FY 2026 budget asks for $3.4 million more than last year
Worcester County’s top cop is telling elected officials at budget time that he needs to increase starting deputy pay so his office can stay regionally competitive with hiring.
“Our current salary does not expose our office to the best-qualified candidates,” Sheriff Matt Crisafulli told the Worcester County Commissioners at Tuesday’s departmental budget hearing. “When an agency has the ability to have a selection process that is highly competitive, due to a high volume of applicants, the best will rise to the top.”
According to Crisafulli, results of a recently conducted salary study among mid-Atlantic police agencies showed that the Worcester County Sheriff’s Office “ranked near the bottom” for rookies, 15-year pay, and maximum pay. Those hiring competitors, he said, are “all buying from the same applicant pool.”
Starting deputy salaries should be competitive enough to retain current staff and attract qualified applicants – but not so low that he’d have to come back too quickly for another future fiscal year request, he said.

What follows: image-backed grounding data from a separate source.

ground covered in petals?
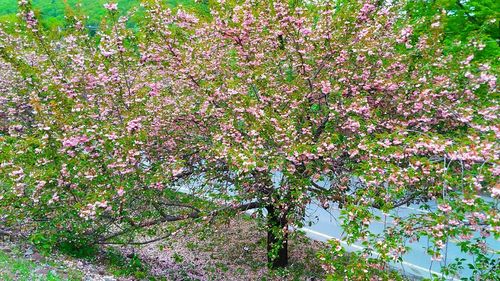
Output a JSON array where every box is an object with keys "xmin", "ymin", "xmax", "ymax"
[
  {"xmin": 116, "ymin": 216, "xmax": 325, "ymax": 281},
  {"xmin": 0, "ymin": 215, "xmax": 326, "ymax": 281}
]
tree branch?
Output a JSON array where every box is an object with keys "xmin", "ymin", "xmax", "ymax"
[{"xmin": 97, "ymin": 201, "xmax": 261, "ymax": 244}]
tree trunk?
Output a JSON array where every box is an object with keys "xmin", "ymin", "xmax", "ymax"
[{"xmin": 266, "ymin": 204, "xmax": 288, "ymax": 268}]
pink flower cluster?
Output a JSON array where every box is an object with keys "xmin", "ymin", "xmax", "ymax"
[
  {"xmin": 62, "ymin": 135, "xmax": 89, "ymax": 148},
  {"xmin": 103, "ymin": 3, "xmax": 118, "ymax": 11}
]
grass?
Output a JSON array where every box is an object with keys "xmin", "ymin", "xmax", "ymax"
[
  {"xmin": 0, "ymin": 242, "xmax": 157, "ymax": 280},
  {"xmin": 0, "ymin": 246, "xmax": 83, "ymax": 281}
]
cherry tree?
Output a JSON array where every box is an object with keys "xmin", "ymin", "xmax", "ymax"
[
  {"xmin": 140, "ymin": 0, "xmax": 497, "ymax": 270},
  {"xmin": 0, "ymin": 0, "xmax": 497, "ymax": 278},
  {"xmin": 139, "ymin": 0, "xmax": 498, "ymax": 273}
]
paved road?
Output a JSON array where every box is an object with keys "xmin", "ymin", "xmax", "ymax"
[{"xmin": 302, "ymin": 199, "xmax": 498, "ymax": 280}]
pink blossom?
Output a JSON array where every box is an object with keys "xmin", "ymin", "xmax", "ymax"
[
  {"xmin": 103, "ymin": 3, "xmax": 118, "ymax": 11},
  {"xmin": 358, "ymin": 3, "xmax": 376, "ymax": 21},
  {"xmin": 127, "ymin": 118, "xmax": 142, "ymax": 133},
  {"xmin": 490, "ymin": 186, "xmax": 500, "ymax": 198},
  {"xmin": 462, "ymin": 198, "xmax": 475, "ymax": 206},
  {"xmin": 397, "ymin": 27, "xmax": 413, "ymax": 44},
  {"xmin": 463, "ymin": 54, "xmax": 474, "ymax": 65},
  {"xmin": 300, "ymin": 28, "xmax": 312, "ymax": 36},
  {"xmin": 386, "ymin": 83, "xmax": 399, "ymax": 91},
  {"xmin": 62, "ymin": 135, "xmax": 89, "ymax": 147},
  {"xmin": 437, "ymin": 204, "xmax": 452, "ymax": 213},
  {"xmin": 320, "ymin": 80, "xmax": 332, "ymax": 94},
  {"xmin": 117, "ymin": 188, "xmax": 125, "ymax": 197}
]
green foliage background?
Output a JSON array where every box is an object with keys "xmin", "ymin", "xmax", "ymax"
[
  {"xmin": 0, "ymin": 0, "xmax": 205, "ymax": 27},
  {"xmin": 0, "ymin": 0, "xmax": 496, "ymax": 53},
  {"xmin": 406, "ymin": 0, "xmax": 499, "ymax": 65}
]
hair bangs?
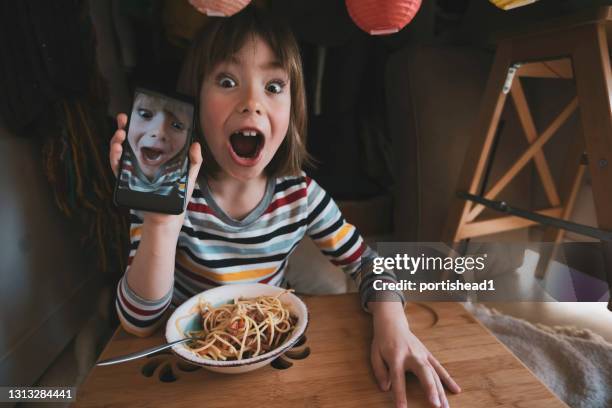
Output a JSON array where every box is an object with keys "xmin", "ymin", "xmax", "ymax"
[{"xmin": 204, "ymin": 13, "xmax": 296, "ymax": 87}]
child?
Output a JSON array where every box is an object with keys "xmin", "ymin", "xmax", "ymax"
[
  {"xmin": 109, "ymin": 7, "xmax": 460, "ymax": 408},
  {"xmin": 118, "ymin": 90, "xmax": 192, "ymax": 196}
]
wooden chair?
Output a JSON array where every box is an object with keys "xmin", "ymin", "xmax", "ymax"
[{"xmin": 441, "ymin": 7, "xmax": 612, "ymax": 308}]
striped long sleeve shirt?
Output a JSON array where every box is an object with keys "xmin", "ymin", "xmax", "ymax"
[{"xmin": 116, "ymin": 172, "xmax": 403, "ymax": 336}]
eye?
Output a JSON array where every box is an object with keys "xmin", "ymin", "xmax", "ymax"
[
  {"xmin": 217, "ymin": 75, "xmax": 237, "ymax": 89},
  {"xmin": 171, "ymin": 121, "xmax": 185, "ymax": 131},
  {"xmin": 266, "ymin": 80, "xmax": 286, "ymax": 94},
  {"xmin": 137, "ymin": 108, "xmax": 153, "ymax": 119}
]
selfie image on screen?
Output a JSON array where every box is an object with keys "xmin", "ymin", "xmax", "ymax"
[{"xmin": 118, "ymin": 90, "xmax": 193, "ymax": 198}]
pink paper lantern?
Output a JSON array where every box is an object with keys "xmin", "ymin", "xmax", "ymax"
[
  {"xmin": 345, "ymin": 0, "xmax": 422, "ymax": 35},
  {"xmin": 189, "ymin": 0, "xmax": 252, "ymax": 17}
]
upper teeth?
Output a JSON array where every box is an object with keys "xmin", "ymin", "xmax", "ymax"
[{"xmin": 240, "ymin": 130, "xmax": 257, "ymax": 136}]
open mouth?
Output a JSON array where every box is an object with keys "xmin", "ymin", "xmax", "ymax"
[
  {"xmin": 140, "ymin": 147, "xmax": 164, "ymax": 163},
  {"xmin": 229, "ymin": 130, "xmax": 264, "ymax": 159}
]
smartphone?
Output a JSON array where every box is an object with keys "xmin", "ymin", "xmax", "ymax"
[{"xmin": 114, "ymin": 88, "xmax": 195, "ymax": 214}]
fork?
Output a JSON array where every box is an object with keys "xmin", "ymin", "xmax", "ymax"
[{"xmin": 96, "ymin": 337, "xmax": 204, "ymax": 366}]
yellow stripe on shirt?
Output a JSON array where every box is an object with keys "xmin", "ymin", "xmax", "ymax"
[
  {"xmin": 176, "ymin": 252, "xmax": 277, "ymax": 282},
  {"xmin": 318, "ymin": 223, "xmax": 352, "ymax": 249}
]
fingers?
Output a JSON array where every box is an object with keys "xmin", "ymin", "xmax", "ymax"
[
  {"xmin": 413, "ymin": 363, "xmax": 440, "ymax": 408},
  {"xmin": 109, "ymin": 128, "xmax": 126, "ymax": 177},
  {"xmin": 371, "ymin": 347, "xmax": 390, "ymax": 392},
  {"xmin": 116, "ymin": 113, "xmax": 127, "ymax": 130},
  {"xmin": 390, "ymin": 361, "xmax": 408, "ymax": 408},
  {"xmin": 189, "ymin": 141, "xmax": 203, "ymax": 164},
  {"xmin": 433, "ymin": 370, "xmax": 448, "ymax": 408},
  {"xmin": 185, "ymin": 142, "xmax": 203, "ymax": 200},
  {"xmin": 429, "ymin": 355, "xmax": 461, "ymax": 394},
  {"xmin": 110, "ymin": 113, "xmax": 128, "ymax": 177},
  {"xmin": 188, "ymin": 142, "xmax": 203, "ymax": 180}
]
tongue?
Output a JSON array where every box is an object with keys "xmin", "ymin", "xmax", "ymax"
[
  {"xmin": 231, "ymin": 134, "xmax": 258, "ymax": 157},
  {"xmin": 142, "ymin": 147, "xmax": 162, "ymax": 161}
]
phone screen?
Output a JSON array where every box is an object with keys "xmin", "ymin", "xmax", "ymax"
[{"xmin": 114, "ymin": 88, "xmax": 195, "ymax": 214}]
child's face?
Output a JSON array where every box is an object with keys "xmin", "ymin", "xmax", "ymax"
[
  {"xmin": 127, "ymin": 94, "xmax": 190, "ymax": 179},
  {"xmin": 199, "ymin": 35, "xmax": 291, "ymax": 181}
]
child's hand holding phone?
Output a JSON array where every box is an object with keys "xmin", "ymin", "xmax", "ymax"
[{"xmin": 110, "ymin": 112, "xmax": 203, "ymax": 228}]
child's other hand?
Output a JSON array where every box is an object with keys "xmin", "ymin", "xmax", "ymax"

Crisafulli, who was elected in 2018, added that the cost to hire new deputy sheriffs will increase “tremendously” if the issue isn’t addressed during this fiscal year, and doing so likely would decrease staff turnover.
“Every day when my men and women pin the badge on their uniform, they carry an unimaginable weight, not because they have to – it’s because they were called to,” Crisafulli told the commissioners.
“Bravery is not a hashtag, and sacrifice is not a trend. Our men and women do this, not for the applause, but because that’s who they are. They love our community and I thank God that we still have men and women that want to be in this noble profession,” he added.